Boundary Surveys

Thank you Butch for a wonderful job. Let me confess, expectations of our neighbor’s reactions prompted me to think ‘I am the first person he’ll need to convince’. Well you have done so, splendidly I may add. I have read through the entire chain of all four deeds, I have devoured the survey map (love the deed wording running along the boundaries) and am unequivocally convinced. Your incredibly high degree of professionalism has been apparent throughout this entire process, and has been quite comforting in the face of threatened litigation… We are looking forward to seeing our final monuments. Thanks again!

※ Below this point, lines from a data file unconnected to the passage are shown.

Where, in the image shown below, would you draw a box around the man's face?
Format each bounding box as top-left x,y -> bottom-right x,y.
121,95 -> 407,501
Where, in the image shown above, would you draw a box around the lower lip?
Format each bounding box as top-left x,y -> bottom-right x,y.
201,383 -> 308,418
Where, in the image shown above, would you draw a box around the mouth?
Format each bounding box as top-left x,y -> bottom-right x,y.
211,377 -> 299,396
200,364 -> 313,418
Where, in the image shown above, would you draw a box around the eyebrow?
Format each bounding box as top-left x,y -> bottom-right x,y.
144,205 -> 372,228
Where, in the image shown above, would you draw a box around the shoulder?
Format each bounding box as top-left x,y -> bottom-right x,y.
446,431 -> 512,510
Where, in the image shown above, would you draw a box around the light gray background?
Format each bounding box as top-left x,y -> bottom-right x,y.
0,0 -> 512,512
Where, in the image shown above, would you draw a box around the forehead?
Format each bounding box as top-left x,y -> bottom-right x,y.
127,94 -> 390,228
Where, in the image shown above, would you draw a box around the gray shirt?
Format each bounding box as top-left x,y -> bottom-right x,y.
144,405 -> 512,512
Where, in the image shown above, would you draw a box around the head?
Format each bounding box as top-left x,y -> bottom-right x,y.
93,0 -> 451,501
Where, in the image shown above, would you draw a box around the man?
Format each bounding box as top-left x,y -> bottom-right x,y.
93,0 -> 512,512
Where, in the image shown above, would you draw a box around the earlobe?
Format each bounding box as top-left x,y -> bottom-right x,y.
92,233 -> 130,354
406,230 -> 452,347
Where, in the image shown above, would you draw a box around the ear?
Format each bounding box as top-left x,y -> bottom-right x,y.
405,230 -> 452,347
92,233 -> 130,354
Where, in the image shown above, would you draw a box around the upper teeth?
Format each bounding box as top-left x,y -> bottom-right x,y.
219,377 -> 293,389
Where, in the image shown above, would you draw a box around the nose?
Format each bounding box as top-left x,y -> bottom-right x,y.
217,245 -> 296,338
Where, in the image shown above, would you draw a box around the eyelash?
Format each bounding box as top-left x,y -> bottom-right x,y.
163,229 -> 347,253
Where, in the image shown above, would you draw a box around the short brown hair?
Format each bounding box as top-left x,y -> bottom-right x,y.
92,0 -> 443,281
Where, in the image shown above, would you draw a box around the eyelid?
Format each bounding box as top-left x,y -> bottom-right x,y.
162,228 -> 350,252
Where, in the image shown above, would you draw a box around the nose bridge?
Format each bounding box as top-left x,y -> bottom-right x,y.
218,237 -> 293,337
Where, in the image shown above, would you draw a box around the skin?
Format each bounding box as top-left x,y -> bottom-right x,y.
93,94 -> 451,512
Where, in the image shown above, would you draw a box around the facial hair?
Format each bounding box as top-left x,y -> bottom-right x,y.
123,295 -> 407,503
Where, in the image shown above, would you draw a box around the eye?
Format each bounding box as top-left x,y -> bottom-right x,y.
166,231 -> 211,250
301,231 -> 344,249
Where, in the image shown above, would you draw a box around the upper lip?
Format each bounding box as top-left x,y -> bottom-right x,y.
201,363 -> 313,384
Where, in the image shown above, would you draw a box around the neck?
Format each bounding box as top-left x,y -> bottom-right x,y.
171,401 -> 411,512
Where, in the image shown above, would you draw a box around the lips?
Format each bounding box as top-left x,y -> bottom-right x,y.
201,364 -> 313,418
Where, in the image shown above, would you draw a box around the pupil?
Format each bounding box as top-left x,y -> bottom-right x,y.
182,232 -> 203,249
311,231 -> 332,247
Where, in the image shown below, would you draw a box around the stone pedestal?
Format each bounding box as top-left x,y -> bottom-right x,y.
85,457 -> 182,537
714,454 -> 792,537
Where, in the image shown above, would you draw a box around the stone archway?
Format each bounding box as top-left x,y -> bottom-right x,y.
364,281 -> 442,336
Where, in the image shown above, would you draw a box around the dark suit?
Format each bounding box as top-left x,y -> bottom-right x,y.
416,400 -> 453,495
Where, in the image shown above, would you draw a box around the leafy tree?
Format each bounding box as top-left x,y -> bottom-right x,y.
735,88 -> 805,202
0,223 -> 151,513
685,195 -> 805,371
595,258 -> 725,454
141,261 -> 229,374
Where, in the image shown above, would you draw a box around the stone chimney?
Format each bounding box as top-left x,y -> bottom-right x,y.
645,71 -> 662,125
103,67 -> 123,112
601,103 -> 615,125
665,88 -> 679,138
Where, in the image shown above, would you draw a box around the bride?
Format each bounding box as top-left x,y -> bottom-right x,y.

Amy J. Lomasney (Wells Beach, Maine)

Maine Boundary Consultants specializes in performing top quality typical Boundary Surveys for all types of land owners. We have performed thousands of Boundary Surveys since 1988. A typical Boundary Survey usually ranges between one half acre to more than twenty acres. Usually a client requests a Boundary Survey for the following reasons: buying or selling, to determine acreage, and or to define and confirm boundary lines and or corners, known as Retracement Surveys. Boundary Surveys are performed according to the
Standards of Practice.

The first step to complete a Boundary Survey is a comprehensive research phase. This includes a deed study of the parcel being surveyed, and that of your abutters, sometimes going back in time to determine the creation of each boundary line. Field work is the second step, which involves locating key physical boundary evidence such as corner monuments, and boundary line evidence. Also, improvements, roads and other physical features are located. Then office calculations are performed on the information gathered during the field work and matched with an analysis and comparison with the information found during the research phase.

The results of a Boundary Survey include:

  1. A Boundary Survey Map, generally 24”x36”, prepared for the purpose of recording in the Registry of Deeds.
  2. Monuments set at pertinent locations, being previously unmarked corners.
  3. A written Legal Description describing the property bounds in words.
  4. Written Report Notes discussing the results of the survey work.